Clara’s experience was considerably different to Julia who, despite having solid foundational content knowledge in chemistry, did not integrate the SSI approach as a central part of her regular lessons but rather used them to ‘sugarcoat’ the lessons and make the topics more appealing to her students. One possible explanation for this outcome would be that as her views on the nature of science learning prioritized the direct acquisition of facts, formulas and concepts, introducing SSI approaches which favour a more ambivalent, complex and ‘debatable’ view of science did not fit into her ‘pedagogical creed’, as she put it. We feel that for her to have progressed further into the adaptation or appropriation phases of teacher learning she would have required more profound changes in her views on the nature of science learning.

Lastly, we believe Sofia was able to successfully appropriate the fundamental aspects of SSI approaches due to her solid content knowledge and her views on the nature of science learning as a contextualized and authentic endeavor. Our data shows how Sofia used and adapted several activities and sustained them over time, expanding the approach to new units and subjects, even when no longer having researchers to guide or assist her in co-planning new topics.

Our results suggest that for these changes to endure over time and real appropriation to take place teachers need to truly value the SSI approach and find it to be in tune with their pre-existing mindset regarding science learning. This prerequisite is especially important since using SSI approach can take more time than fact-based, transmissive teaching. Given that the lack of time for planning and covering the national standards is frequently cited as a large barrier to the incorporation of classroom innovations, we agree with others who argue that whenever those new approaches are in tension with a teacher’s pedagogical creed, there is a lower chance of them taking root.

Finally, our study points toward several suggestions. First, as in prior studies, we found that having teachers participate first-hand in SSI activities (Evagorou et al. 2014), and then taking home guidelines and student materials, encourages teachers to take a first step towards replicating and adapting these types of activities in their own classrooms, particularly for teachers who are new to the approach (Gray and Bryce 2006). All the teachers implemented some of the workshop activities ‘by the book’ (be it to support science content knowledge or to suggest novel approaches) and valued being given concrete physical or digital resources to just ‘implement’ in their classrooms. We would therefore consider this one of the fundamental stages of preparing teachers to implement SSI issues whatever their starting points.

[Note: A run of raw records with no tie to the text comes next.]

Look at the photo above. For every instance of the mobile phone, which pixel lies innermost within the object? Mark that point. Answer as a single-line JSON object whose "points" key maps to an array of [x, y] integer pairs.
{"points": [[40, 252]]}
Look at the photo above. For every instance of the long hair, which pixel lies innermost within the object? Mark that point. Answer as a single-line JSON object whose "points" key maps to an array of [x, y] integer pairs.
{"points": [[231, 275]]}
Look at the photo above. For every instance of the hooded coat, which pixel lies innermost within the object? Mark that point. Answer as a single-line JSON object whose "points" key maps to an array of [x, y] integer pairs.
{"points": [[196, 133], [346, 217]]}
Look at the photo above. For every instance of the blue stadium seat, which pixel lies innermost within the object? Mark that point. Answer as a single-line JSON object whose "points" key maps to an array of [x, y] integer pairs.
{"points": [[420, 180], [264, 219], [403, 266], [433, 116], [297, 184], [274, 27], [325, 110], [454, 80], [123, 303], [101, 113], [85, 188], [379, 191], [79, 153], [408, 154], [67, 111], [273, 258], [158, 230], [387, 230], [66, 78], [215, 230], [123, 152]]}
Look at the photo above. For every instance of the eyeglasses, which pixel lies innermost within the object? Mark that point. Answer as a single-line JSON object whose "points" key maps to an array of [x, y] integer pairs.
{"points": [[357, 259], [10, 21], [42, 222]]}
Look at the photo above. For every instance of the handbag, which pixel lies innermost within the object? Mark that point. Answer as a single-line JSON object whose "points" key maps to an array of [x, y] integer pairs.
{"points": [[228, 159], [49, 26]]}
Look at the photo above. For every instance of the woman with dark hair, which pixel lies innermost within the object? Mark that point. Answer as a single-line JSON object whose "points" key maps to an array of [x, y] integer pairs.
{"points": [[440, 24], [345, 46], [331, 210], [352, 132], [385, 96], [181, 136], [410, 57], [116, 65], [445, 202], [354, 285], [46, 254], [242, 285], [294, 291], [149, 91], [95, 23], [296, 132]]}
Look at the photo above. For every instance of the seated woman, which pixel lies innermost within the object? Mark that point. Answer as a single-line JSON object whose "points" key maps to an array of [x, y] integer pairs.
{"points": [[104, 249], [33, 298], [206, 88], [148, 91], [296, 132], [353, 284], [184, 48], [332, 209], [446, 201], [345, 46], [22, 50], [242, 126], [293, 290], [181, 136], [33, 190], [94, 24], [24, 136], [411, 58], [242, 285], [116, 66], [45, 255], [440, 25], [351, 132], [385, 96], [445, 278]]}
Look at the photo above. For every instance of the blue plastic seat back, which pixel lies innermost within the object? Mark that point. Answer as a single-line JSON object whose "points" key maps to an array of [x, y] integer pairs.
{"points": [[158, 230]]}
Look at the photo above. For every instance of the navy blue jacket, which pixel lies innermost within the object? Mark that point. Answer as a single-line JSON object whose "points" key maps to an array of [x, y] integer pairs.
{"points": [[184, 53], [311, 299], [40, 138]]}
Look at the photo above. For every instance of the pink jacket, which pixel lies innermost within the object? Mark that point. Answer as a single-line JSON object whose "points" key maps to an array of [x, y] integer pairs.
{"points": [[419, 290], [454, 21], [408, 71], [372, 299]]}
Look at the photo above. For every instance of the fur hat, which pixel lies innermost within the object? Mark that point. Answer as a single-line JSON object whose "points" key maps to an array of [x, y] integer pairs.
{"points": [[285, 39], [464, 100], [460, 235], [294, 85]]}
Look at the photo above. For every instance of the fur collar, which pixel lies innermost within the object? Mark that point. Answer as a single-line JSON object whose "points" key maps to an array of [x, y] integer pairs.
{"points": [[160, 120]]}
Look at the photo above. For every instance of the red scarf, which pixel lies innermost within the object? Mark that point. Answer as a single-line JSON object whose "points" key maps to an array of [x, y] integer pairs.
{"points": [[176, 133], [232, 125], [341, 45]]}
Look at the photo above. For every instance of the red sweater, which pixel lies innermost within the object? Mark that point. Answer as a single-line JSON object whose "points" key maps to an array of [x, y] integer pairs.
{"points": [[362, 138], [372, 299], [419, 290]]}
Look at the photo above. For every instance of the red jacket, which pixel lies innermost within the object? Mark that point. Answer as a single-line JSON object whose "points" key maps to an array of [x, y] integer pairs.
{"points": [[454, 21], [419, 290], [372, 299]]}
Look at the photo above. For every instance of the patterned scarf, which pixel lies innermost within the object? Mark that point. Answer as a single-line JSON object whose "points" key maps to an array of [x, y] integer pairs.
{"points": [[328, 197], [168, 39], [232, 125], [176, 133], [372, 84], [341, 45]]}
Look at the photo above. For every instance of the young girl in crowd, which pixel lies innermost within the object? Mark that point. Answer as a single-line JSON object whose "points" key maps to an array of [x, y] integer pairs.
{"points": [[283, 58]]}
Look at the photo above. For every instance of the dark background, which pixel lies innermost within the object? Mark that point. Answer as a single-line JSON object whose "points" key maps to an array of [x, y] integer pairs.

However, we also found that in order to create changes in practice that are sustained over time, it is fundamental to tailor the follow-up to teachers’ initial starting points, taking into account both their content knowledge and views of science learning. This approach might allow teachers to strengthen their practice in a stepwise way; starting with the implementation of given or co-planned activities, before moving on to more individual adaptations and full adoption of the different techniques and strategies while, at the same time, helping them to deepen their content knowledge or revising their views of learning when necessary. In turn, this has the potential to increase the engagement, interest and perception of relevance of science education for students.

Therefore, to finish, our study shows that with focused, systematic and strategic interventions, the skills involved in the complex problem-solving undertaken by scientists, citizens and government officials in the face of global challenges might, eventually, make their way to the everyday Argentine science classroom.